Gun control advocates rightly criticize the decisions as upsetting a long-held view of the Second Amendment as limited to state militias, just as the prefatory clause seems to suggest. But even if the ruling opened a Pandora’s box, it lifted the lid only slightly. In Heller, Justice Antonin Scalia implied that any number of firearms regulations would still pass constitutional muster, including laws prohibiting the possession of firearms by criminals or the mentally ill or the carrying of firearms in sensitive places such as schools or government buildings.
This is much different from the kind of strict scrutiny applied in First Amendment cases: criminals and the mentally ill have free speech rights, and so do students and visitors to government buildings. So, as precedents, Heller and McDonald point to a constitutional analysis that takes full account of the public’s interest in public safety.
In its ruling in New York State Rifle and Pistol Ass’n v. Cuomo, the Second Circuit acknowledged that the New York and Connecticut laws banning certain semiautomatic weapons with specified features burdened a Second Amendment right. But it said the burden was “not severe” because assault weapons are in less common use than handguns.
The court went on to uphold the bans because assault weapons are “disproportionately used in crimes and particularly in criminal mass shootings.” The three Democratic-appointed judges were unanimous in the decision, written by the veteran judge José Cabranes.
Kopel complained that the court misapplied intermediate scrutiny by taking the government’s position at face value and by failing to consider a “less restrictive” alternative. That approach would have upheld the handgun bans struck down in Heller and McDonald, he said.
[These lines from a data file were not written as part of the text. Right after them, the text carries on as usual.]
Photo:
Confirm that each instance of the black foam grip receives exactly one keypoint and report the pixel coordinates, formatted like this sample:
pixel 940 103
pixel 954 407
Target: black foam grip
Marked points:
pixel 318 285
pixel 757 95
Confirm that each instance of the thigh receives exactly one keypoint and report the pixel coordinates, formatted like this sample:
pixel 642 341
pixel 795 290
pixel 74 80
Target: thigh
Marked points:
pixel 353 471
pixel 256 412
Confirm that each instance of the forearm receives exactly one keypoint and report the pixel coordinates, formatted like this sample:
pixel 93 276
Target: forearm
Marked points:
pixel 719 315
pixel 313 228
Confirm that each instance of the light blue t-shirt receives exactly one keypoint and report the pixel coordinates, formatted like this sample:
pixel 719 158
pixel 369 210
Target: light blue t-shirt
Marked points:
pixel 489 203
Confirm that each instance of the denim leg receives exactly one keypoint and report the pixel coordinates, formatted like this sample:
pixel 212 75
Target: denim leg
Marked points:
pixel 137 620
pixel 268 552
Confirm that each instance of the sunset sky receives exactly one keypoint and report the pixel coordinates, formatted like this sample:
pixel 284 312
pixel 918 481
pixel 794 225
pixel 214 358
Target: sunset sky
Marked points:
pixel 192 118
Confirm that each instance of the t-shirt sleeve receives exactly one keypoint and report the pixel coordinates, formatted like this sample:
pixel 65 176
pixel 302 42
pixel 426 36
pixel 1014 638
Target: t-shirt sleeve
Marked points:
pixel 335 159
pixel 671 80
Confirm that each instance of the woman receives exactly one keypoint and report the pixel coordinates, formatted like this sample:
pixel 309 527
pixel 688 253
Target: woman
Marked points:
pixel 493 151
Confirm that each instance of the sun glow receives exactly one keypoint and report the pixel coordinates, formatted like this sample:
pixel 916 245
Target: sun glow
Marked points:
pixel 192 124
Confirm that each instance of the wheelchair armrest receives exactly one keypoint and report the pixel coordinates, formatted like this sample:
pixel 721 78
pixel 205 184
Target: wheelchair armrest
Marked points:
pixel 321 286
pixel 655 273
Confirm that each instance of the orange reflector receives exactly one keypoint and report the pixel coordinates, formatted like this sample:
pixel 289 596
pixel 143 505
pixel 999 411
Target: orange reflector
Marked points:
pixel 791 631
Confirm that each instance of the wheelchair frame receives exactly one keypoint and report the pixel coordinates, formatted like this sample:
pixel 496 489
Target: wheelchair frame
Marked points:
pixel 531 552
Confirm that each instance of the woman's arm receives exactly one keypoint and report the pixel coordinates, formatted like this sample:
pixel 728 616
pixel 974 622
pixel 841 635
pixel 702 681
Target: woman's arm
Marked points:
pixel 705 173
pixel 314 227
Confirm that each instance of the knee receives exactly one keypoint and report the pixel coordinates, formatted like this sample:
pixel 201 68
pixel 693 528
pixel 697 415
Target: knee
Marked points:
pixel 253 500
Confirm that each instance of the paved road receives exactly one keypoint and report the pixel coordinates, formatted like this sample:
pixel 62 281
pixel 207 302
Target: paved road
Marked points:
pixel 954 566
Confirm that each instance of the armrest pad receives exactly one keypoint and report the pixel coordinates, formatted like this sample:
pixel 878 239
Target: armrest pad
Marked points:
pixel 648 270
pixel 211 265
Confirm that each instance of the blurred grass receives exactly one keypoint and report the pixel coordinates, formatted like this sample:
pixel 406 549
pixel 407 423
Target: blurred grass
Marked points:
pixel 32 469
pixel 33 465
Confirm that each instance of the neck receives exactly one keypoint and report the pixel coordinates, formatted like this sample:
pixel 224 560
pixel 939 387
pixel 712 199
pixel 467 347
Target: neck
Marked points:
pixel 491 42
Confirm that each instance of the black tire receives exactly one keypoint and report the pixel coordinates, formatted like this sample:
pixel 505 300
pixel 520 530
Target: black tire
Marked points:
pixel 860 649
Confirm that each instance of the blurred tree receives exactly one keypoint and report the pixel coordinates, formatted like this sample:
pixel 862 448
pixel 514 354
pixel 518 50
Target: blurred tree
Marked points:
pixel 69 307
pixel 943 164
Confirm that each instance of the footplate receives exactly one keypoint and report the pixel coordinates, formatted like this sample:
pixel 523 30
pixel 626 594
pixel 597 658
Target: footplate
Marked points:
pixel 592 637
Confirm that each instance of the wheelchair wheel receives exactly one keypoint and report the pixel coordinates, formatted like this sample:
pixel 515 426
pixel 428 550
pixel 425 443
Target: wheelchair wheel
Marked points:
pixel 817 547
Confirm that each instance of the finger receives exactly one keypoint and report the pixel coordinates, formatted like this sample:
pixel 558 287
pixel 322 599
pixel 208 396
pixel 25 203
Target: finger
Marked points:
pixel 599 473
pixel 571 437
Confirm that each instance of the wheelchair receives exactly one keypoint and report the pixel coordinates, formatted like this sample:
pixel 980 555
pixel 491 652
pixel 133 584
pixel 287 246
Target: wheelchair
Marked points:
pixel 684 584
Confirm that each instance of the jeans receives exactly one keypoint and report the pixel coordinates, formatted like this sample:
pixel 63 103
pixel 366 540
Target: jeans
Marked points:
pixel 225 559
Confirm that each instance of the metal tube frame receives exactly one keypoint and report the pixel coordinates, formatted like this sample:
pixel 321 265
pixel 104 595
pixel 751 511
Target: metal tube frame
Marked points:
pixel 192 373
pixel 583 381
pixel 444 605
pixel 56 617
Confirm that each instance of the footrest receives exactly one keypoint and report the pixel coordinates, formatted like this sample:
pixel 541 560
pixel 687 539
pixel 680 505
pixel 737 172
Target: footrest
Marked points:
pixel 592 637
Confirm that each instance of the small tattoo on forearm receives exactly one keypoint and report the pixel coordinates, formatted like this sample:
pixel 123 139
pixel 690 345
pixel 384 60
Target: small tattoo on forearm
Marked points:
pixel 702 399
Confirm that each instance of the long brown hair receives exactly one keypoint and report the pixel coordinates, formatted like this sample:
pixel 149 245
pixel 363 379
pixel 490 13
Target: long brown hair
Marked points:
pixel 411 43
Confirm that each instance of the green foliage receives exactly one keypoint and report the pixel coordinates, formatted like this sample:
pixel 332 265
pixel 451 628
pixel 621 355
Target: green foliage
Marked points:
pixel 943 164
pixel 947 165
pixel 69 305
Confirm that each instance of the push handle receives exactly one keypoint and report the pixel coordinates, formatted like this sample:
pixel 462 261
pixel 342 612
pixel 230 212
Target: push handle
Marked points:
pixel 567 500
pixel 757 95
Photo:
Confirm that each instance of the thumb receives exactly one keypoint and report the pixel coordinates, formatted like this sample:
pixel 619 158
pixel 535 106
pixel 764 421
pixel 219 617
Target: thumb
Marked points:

The Seventh Circuit’s decision in Friedman v. Highland Park also cited the use of assault weapons in mass shootings and then explicitly left the issue to the legislature, not the courts. For the majority, Judge Frank Easterbrook Jr. depicted Heller as a limited decision and declined to plumb its “ambiguous passages” for meaning. “When there is no definitive constitutional rule,” Easterbrook wrote, “matters are left to the legislative process.” Easterbrook’s fellow Reagan appointee Daniel Manion dissented.
The Supreme Court appears to be in no rush to take on the issue. The Highland Park case has been conferenced three times so far in successive conferences in October. One possibility: the court has decided not to hear the case with one or more justices Scalia and Clarence Thomas most likely writing a dissent from the denial; word could come as early as Monday [Nov. 2]. With no circuit conflict, the issue may not yet be ripe, but the justices may also be having second thoughts about just how far they want to go with the newfound Second Amendment.